Kalie’s mom, Pandora, interviewed me at a noisy hamburger joint when I first began my work as an educational consultant. As a mentor and high school volunteer I had helped many neighborhood students with the college process at the time she interviewed me. I had also just completed my first application cycle with several a-la-carte hourly paying students, but Kalie would be my first “comprehensive services” student. When I heard the word “No” coming out of my mouth when Pandora asked me if I had ever had a “comprehensive student” before, I knew that she would never hire me, and I couldn’t blame her either. I doubt I would have hired myself. A month later I was surprised by a phone call from Pandora to let me know that indeed they were going to want my services during the college process.

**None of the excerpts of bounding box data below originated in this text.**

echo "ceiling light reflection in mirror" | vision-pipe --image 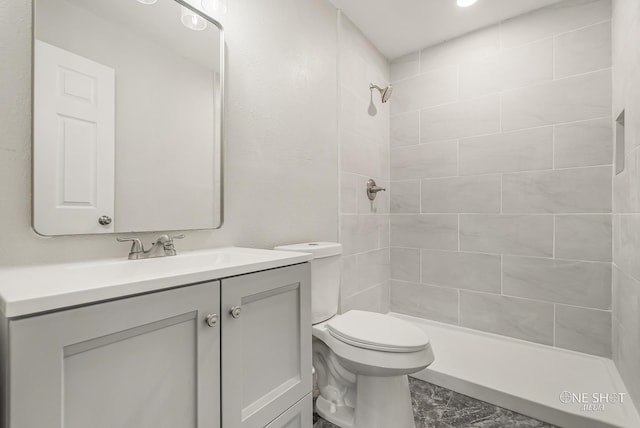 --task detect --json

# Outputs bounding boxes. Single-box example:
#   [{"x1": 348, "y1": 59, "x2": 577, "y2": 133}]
[{"x1": 137, "y1": 0, "x2": 227, "y2": 31}]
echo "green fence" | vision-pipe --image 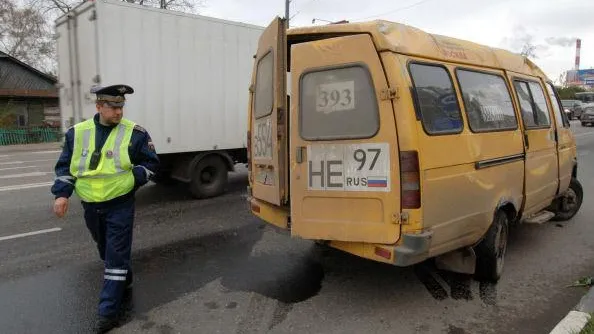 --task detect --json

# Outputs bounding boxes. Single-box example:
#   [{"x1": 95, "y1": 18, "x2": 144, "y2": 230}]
[{"x1": 0, "y1": 127, "x2": 62, "y2": 146}]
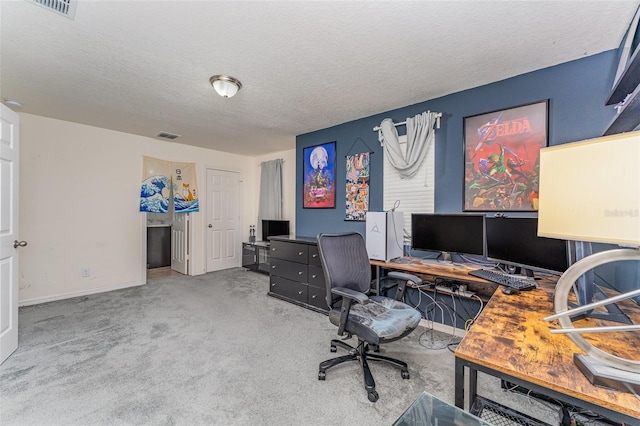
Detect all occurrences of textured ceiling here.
[0,0,639,155]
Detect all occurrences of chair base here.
[318,339,409,402]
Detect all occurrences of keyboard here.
[469,269,537,290]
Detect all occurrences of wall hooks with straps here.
[345,136,374,157]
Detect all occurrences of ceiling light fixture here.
[209,75,242,98]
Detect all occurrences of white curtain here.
[378,111,438,179]
[256,158,284,239]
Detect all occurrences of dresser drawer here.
[309,246,322,266]
[270,241,309,263]
[269,275,308,305]
[270,258,308,283]
[307,265,327,288]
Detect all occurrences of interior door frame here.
[205,165,245,274]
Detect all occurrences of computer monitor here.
[485,217,569,276]
[411,213,484,262]
[262,219,289,241]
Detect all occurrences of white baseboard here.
[18,281,146,307]
[420,318,467,337]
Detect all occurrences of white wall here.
[19,114,295,305]
[251,148,296,233]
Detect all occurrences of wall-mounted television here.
[262,219,290,241]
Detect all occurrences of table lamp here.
[538,132,640,394]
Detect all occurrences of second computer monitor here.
[411,213,484,260]
[486,217,569,273]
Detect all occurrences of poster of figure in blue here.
[302,142,336,209]
[171,163,200,213]
[345,152,369,221]
[140,157,199,213]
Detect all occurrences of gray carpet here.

Pandora’s faith in me reflects how she has approached the whole college process with her daughter. She follows her instincts and isn’t too concerned with what the other moms are doing.
Pandora didn’t attend college until she was in her 30’s. Her husband, Kalie’s father, didn’t attend college at all. However, these two parents have supported their daughter in the college process at least as well as any parents I’ve met. They have somehow managed to reach that sweet place where their daughter is independently managing all her due dates and decisions. Yet she keeps coming back to them for precious advice and support. I think so many of us more college-savvy parents could learn from them—the novices in the group!
I’ve compiled a list of the rare qualities I witness in Pandora.
1. Pandora doesn’t believe that the measure of herself as a mother will be determined by the selectivity of her daughter’s eventual college! Because she is secure, she is immune to the competitiveness that sometimes reveals itself as parents inevitably gather and discuss the college process.
2. Pandora respects Kalie! She trusts her to know what she likes in a school.
3. Pandora has given the process to Kalie. She never hounds her for procrastinating or worries about her applications. As a result Kalie turns in what matters to her.
4. Pandora believes in her daughter more than she believes in the colleges. She doesn’t let a win or defeat in the college admissions game affect her good attitude. In fact she doesn’t believe her daughter’s worth is in any way hinged to acceptances or denials. She sees college acceptances as a somewhat imperfect measure of a paper portfolio her daughter submits to a school.
5. Pandora is practical. She has saved for college to the best of her ability and has presented the amount she can afford/year to me and to Kalie very clearly. As a result we were able to carefully craft Kalie’s college list with schools that are good financial fits as well as good academic and social fits.
6. Pandora maintains a sense of humor!
7. While Pandora respects and admires Kalie, she still sees her daughter as an 18-year old young lady. Her loving encouragement effortlessly retains the authority she’s earned.
I suspect Pandora has been a great mom in lots of ways through the years. As a tribute, Kalie broke a frequently cited rule and wrote her common application essay about her mom. I still can’t read it without crying. I’ll publish it with Kalie’s permission on a later blog.